George Harrison came across David Crosby at a party in 1965. The Byrds were spending time at Zsa Zsa Gabor's house (totally casual). Crosby has previously spoken about introducing Harrison to Indian music. At that party, he gave Harrison a Ravi Shankar album. By the 1960s, Shankar had toured with his sitar all across Europe and the United States, helping to popularize Indian music. In February of 2022, a fan asked Crosby over Twitter about his memories regarding Harrison and Shankar. Crosby humbly replied, "I don't think I 'introduced' George to Ravi... I did give him Ravi's record at the time, and if that helped or if I helped George find all that music? Then good on me for once" (per Rock Celebrities).

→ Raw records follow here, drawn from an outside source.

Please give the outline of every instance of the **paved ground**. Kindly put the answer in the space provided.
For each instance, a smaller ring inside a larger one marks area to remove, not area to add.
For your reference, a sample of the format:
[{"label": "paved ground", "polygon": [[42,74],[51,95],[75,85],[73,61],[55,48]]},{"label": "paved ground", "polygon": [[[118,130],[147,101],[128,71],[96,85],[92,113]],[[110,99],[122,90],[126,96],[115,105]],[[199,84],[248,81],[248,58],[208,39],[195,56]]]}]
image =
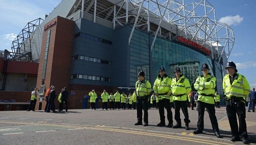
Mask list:
[{"label": "paved ground", "polygon": [[[174,110],[172,110],[174,116]],[[157,127],[157,109],[148,110],[149,126],[135,126],[134,110],[69,110],[46,113],[36,111],[0,112],[0,145],[173,145],[240,144],[232,142],[225,107],[216,109],[220,132],[214,136],[208,113],[205,112],[204,133],[194,135],[197,111],[189,110],[191,130]],[[181,114],[182,120],[184,118]],[[247,130],[251,144],[256,144],[256,113],[247,112]],[[166,124],[168,121],[166,121]],[[174,121],[174,122],[175,122]]]}]

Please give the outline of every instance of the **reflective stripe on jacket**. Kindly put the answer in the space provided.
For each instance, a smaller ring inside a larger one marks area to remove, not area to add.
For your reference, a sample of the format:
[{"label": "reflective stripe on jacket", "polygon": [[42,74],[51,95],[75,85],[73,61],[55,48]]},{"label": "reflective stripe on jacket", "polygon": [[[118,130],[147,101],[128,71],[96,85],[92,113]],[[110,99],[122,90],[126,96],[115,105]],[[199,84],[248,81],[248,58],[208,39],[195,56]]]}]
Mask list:
[{"label": "reflective stripe on jacket", "polygon": [[195,89],[198,90],[199,94],[198,101],[214,104],[213,96],[215,93],[215,86],[216,78],[211,75],[210,73],[205,77],[198,76],[194,84]]},{"label": "reflective stripe on jacket", "polygon": [[[157,77],[157,78],[154,83],[153,89],[155,93],[162,94],[168,92],[171,93],[170,87],[171,85],[172,79],[169,78],[166,74],[165,74],[163,80],[161,80],[161,76],[159,75]],[[167,95],[159,95],[158,99],[159,100],[162,100],[164,98],[170,99],[170,96],[168,96]]]},{"label": "reflective stripe on jacket", "polygon": [[96,99],[97,99],[97,94],[95,92],[93,93],[93,92],[90,92],[89,93],[89,96],[90,96],[90,103],[95,103],[96,102]]},{"label": "reflective stripe on jacket", "polygon": [[[191,86],[189,81],[184,75],[182,75],[176,81],[176,78],[172,78],[171,92],[173,96],[174,101],[186,101],[187,96],[189,94],[191,91]],[[180,96],[175,96],[175,95],[184,94]]]},{"label": "reflective stripe on jacket", "polygon": [[120,93],[116,93],[115,94],[114,94],[114,96],[115,96],[115,102],[119,102],[121,97]]},{"label": "reflective stripe on jacket", "polygon": [[229,75],[226,75],[223,78],[222,87],[225,95],[228,98],[232,96],[246,98],[250,92],[250,87],[246,78],[241,74],[237,74],[237,78],[235,79],[232,84],[230,84]]},{"label": "reflective stripe on jacket", "polygon": [[108,102],[108,96],[109,95],[108,93],[102,93],[101,94],[101,98],[102,99],[102,102]]}]

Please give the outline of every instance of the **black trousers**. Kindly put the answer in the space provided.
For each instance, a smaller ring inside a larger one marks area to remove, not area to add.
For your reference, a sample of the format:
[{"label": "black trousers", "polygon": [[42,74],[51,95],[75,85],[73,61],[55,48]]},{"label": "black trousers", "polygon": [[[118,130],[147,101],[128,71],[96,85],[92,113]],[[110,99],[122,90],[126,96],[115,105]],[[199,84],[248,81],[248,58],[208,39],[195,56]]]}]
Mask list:
[{"label": "black trousers", "polygon": [[219,108],[220,107],[220,102],[216,102],[216,108]]},{"label": "black trousers", "polygon": [[153,100],[153,104],[152,104],[152,107],[153,107],[153,108],[154,107],[155,107],[156,108],[157,108],[157,100]]},{"label": "black trousers", "polygon": [[142,110],[144,110],[144,122],[148,123],[148,98],[137,99],[136,107],[137,108],[137,119],[138,122],[142,122]]},{"label": "black trousers", "polygon": [[[226,110],[228,118],[228,121],[231,128],[232,136],[238,137],[239,136],[247,138],[248,134],[246,130],[246,122],[245,122],[245,104],[240,102],[238,104],[230,104],[228,101],[226,102]],[[238,116],[239,121],[239,127],[236,121],[236,114]]]},{"label": "black trousers", "polygon": [[35,110],[35,103],[36,103],[36,99],[34,100],[30,100],[30,104],[29,107],[28,109],[28,110]]},{"label": "black trousers", "polygon": [[104,108],[107,109],[108,108],[108,102],[102,102],[102,109],[104,109]]},{"label": "black trousers", "polygon": [[134,102],[134,109],[136,109],[136,102]]},{"label": "black trousers", "polygon": [[111,101],[109,102],[109,104],[110,104],[110,109],[114,109],[115,108],[114,103],[115,102],[113,101]]},{"label": "black trousers", "polygon": [[91,102],[91,106],[92,107],[92,110],[94,109],[94,110],[96,109],[96,107],[95,107],[95,102]]},{"label": "black trousers", "polygon": [[[46,101],[46,105],[45,105],[45,108],[44,108],[44,111],[46,111],[47,110],[47,107],[48,107],[48,105],[49,104],[49,102],[48,101]],[[51,109],[52,108],[51,108]]]},{"label": "black trousers", "polygon": [[180,108],[183,112],[183,114],[185,116],[184,121],[185,123],[189,124],[190,122],[190,120],[189,119],[189,113],[188,112],[188,107],[187,107],[186,101],[174,101],[174,109],[175,110],[175,115],[174,119],[177,122],[177,124],[181,124],[181,119],[180,119]]},{"label": "black trousers", "polygon": [[204,129],[204,110],[205,108],[207,108],[212,123],[212,129],[214,132],[218,132],[219,128],[217,118],[215,115],[214,104],[206,103],[199,100],[198,101],[197,103],[198,107],[198,120],[197,123],[198,128],[201,130],[203,130]]},{"label": "black trousers", "polygon": [[164,108],[165,107],[167,111],[167,119],[168,119],[169,123],[173,123],[172,112],[171,110],[170,99],[163,99],[162,100],[159,100],[158,105],[159,115],[160,115],[160,121],[161,122],[165,123],[165,116],[164,116]]},{"label": "black trousers", "polygon": [[120,102],[116,102],[116,109],[118,108],[118,109],[120,109]]},{"label": "black trousers", "polygon": [[65,102],[65,109],[66,109],[66,111],[67,111],[67,100],[62,100],[61,101],[61,107],[60,108],[61,109],[61,110],[62,110],[63,109],[63,103]]}]

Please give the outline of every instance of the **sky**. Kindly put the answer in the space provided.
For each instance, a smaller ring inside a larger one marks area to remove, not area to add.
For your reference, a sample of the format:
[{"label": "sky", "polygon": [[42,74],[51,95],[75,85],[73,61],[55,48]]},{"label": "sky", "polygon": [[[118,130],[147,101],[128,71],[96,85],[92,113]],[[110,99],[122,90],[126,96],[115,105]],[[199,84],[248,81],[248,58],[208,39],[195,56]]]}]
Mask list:
[{"label": "sky", "polygon": [[[27,23],[39,17],[44,19],[61,1],[0,0],[0,50],[11,51],[12,42]],[[235,45],[228,61],[236,64],[251,88],[256,87],[256,0],[207,1],[215,7],[217,20],[233,30]]]}]

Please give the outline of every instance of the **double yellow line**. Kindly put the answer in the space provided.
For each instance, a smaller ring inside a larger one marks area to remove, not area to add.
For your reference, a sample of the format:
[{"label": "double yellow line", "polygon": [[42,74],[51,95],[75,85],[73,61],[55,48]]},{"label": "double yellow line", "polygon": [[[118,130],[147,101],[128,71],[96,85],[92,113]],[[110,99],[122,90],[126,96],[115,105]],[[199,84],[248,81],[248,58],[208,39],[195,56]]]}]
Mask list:
[{"label": "double yellow line", "polygon": [[[203,139],[199,138],[192,138],[189,136],[174,136],[172,135],[164,134],[163,133],[150,133],[147,132],[146,130],[145,132],[143,131],[138,131],[135,130],[131,130],[129,129],[115,129],[111,128],[109,127],[105,127],[105,125],[96,125],[96,126],[91,126],[91,125],[69,125],[69,124],[54,124],[54,123],[49,123],[45,122],[42,123],[35,123],[35,122],[16,122],[16,121],[0,121],[0,122],[5,123],[12,123],[12,124],[28,124],[28,125],[49,125],[52,126],[57,126],[57,127],[65,127],[67,128],[77,128],[84,129],[88,130],[104,130],[106,131],[114,131],[116,132],[119,132],[125,133],[130,133],[134,134],[137,135],[141,135],[143,136],[151,136],[159,137],[167,139],[178,139],[181,140],[185,140],[188,142],[197,142],[198,143],[205,144],[207,145],[233,145],[232,144],[227,143],[221,142],[221,140],[220,140],[219,142]],[[183,135],[183,134],[181,134]]]}]

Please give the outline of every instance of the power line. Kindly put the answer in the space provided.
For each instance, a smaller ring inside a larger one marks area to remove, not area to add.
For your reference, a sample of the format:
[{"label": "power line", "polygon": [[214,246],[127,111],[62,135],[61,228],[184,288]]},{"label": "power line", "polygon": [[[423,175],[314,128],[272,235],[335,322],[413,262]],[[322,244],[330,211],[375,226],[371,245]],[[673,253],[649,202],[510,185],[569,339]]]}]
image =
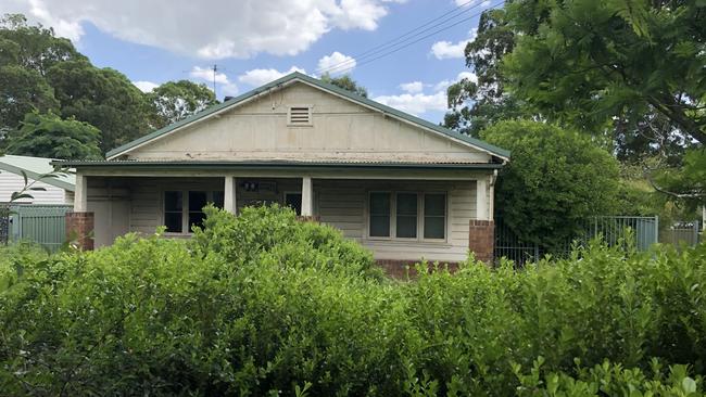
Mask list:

All four of The Beatles traveled to India in 1968 to learn transcendental meditation skills from Maharishi Mahesh Yogi. It was Harrison's affinity for Maharishi that brought them there for the trip. Though this visit was lengthy and widely publicized, the band had previously visited India in 1966 because Harrison wanted to buy his own sitar (per Far Out).

George Harrison and Ravi Shankar met in the 1960s

Not all of George Harrison's love for Indian music can be chalked up to the Ravi Shankar album from David Crosby in 1965. explains that in that same year, The Beatles released the film "Help!" which featured Indian music in the score. Harrison got to meet Shankar just one year later. Harrison also began visiting the Asian Music Circle (AMC), a home that served as a hub for Asian musicians who aimed to bring their music to British audiences. Musicians from the AMC anonymously featured on The Beatles' 1967 album "Sgt. Pepper's Lonely Hearts Club Band." Harrison quickly became a frequent visitor of the AMC.

Harrison called Shankar "the godfather of world music" and the two remained lifelong friends (per Happy). Shankar was a part of Harrison's Concert for Bangladesh, a benefit concert that Harrison organized to support the refugees in the area. Harrison stated that the concert was actually Shankar's idea. An album from the performance was released in 2005.